Es ist 21.40 Uhr an diesem Freitag, dem 13. November 2015. Die US-Band Eagles of Death Metal hat gerade „Kiss the devil“, „Küsse den Teufel“, angestimmt. Ausgelassen tanzen ihre Fans in der Pariser Konzerthalle „Bataclan“ dazu, die mit 1500 Zuschauern voll besetzt ist.
Das Licht flackert in grellen Farben – da übertönen dumpfe Schießgeräusche die Rockmusik. Unmittelbar brechen die Musiker ab, fliehen hinter die Bühne. Und wer zunächst noch gedacht hat, das Spektakel gehöre mit zur Show, erkennt schnell, dass er bitter irrt. Zweieinhalb Stunden wird der Terror-Angriff dauern, bei dessen Ende 89 Menschen tot sind und Hunderte verletzt; ein weiterer Konzertbesucher stirbt später im Krankenhaus. Auch die drei Attentäter überleben nicht.

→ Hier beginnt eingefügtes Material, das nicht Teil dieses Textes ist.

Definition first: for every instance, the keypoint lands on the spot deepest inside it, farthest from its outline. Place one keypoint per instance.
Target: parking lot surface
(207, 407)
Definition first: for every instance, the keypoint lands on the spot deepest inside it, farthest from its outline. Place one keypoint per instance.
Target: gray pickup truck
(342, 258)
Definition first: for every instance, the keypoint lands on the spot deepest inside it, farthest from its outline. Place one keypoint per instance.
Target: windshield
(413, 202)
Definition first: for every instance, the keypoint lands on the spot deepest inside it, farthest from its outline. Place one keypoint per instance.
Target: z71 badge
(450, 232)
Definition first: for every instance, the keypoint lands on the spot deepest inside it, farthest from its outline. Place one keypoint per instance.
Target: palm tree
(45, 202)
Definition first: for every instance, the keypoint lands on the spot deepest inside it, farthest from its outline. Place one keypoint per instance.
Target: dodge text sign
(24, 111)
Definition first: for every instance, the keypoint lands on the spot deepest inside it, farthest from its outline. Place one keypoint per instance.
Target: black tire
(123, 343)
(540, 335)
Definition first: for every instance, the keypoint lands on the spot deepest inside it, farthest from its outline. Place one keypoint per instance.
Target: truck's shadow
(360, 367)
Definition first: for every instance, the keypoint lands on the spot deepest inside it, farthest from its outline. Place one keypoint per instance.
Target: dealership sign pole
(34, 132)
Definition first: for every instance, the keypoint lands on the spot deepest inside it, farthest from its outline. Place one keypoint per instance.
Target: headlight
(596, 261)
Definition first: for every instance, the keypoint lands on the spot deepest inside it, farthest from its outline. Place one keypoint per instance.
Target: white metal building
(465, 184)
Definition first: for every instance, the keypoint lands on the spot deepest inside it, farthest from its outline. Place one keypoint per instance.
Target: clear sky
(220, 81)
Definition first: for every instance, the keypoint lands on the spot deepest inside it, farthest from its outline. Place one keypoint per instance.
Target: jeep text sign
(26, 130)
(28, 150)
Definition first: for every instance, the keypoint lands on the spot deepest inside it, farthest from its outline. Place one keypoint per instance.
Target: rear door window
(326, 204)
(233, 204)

Parallel dazu ermorden Komplizen vor Cafés und Restaurants in Paris sowie vor dem Fußballstadion Stade de France im Vorort Saint-Denis weitere 40 Menschen. Die Terror-Serie erschüttert Frankreich. Und zwar bis heute.
Gestern wurde im Rahmen der Ermittlungen der Ablauf der Horror-Nacht im „Bataclan“ nachgestellt. Eine Gruppe von Abgeordneten war anwesend, Überlebende, Angehörige und die Presse aber ausgeschlossen. Bekannt ist, dass die schwer bewaffneten Islamisten Samy Amimour, Foued Mohamed-Aggad und Ismaël Mostefai zunächst einen Wachmann niederschossen, um durch den Haupteingang in die Konzerthalle einzudringen.
Im Saal ballerten sie wahllos in die Menge – innerhalb weniger Minuten fielen Dutzende Menschen zu Boden. Wer konnte, versteckte sich, rannte zu den Notausgängen oder in den ersten Stock. Doch genau dorthin gingen zwei der Terroristen, um etwa 20 verängstigte Besucher als Geisel zu nehmen. „Wir machen dasselbe wie ihr in Syrien“, riefen die Männer, die sich zur Terrormiliz Islamischer Staat (IS) bekannten, Überlebenden zufolge. „Ihr tötet unsere Frauen, unsere Brüder und unsere Kinder, jetzt machen wir dasselbe mit euch!“ Lachend zielten sie auf Menschen. Gegen 22.30 Uhr schoss ein Polizist auf den dritten Angreifer im Erdgeschoss, der sich daraufhin selbst in die Luft sprengte. Derweil arbeiteten sich Mitglieder von Polizei-Eliteeinheiten BRI und Raid langsam voran, wie BRI-Chef Christophe Molmy später gegenüber Medien beschrieb.
„Hinter jeder Tür stießen wir auf verängstigte Menschen, um die man sich kümmern, aber auch überprüfen musste, ob sie nicht Sprengsätze trugen.“ Überall lagen Tote und Verletzte in ihren Blutlachen, aber auch Unverletzte, die sich nicht zu rühren wagten. Wo die Terroristen sich befanden und wie viele sie waren – das erschien unklar.
Über das Handy einer Geisel telefonierte die Polizei mit ihnen, doch Verhandlungsversuche scheiterten. Gegen 0.20 Uhr starteten die Eliteeinheiten einen Sturmangriff, ein chaotischer Schusswechsel begann, zu Tode kamen nur die beiden Terroristen. Nach und nach wurde die Konzerthalle evakuiert. „Dabei klingelten die Handys der Opfer immer weiter“, sagte BRI-Vizechef Georges Salinas später. „Es war eine surreale Atmosphäre. Unsere Beamten sind schwierige Szenen gewöhnt – das überstieg alles.“ Das „Bataclan“ wird zum Ende des Jahres wieder öffnen.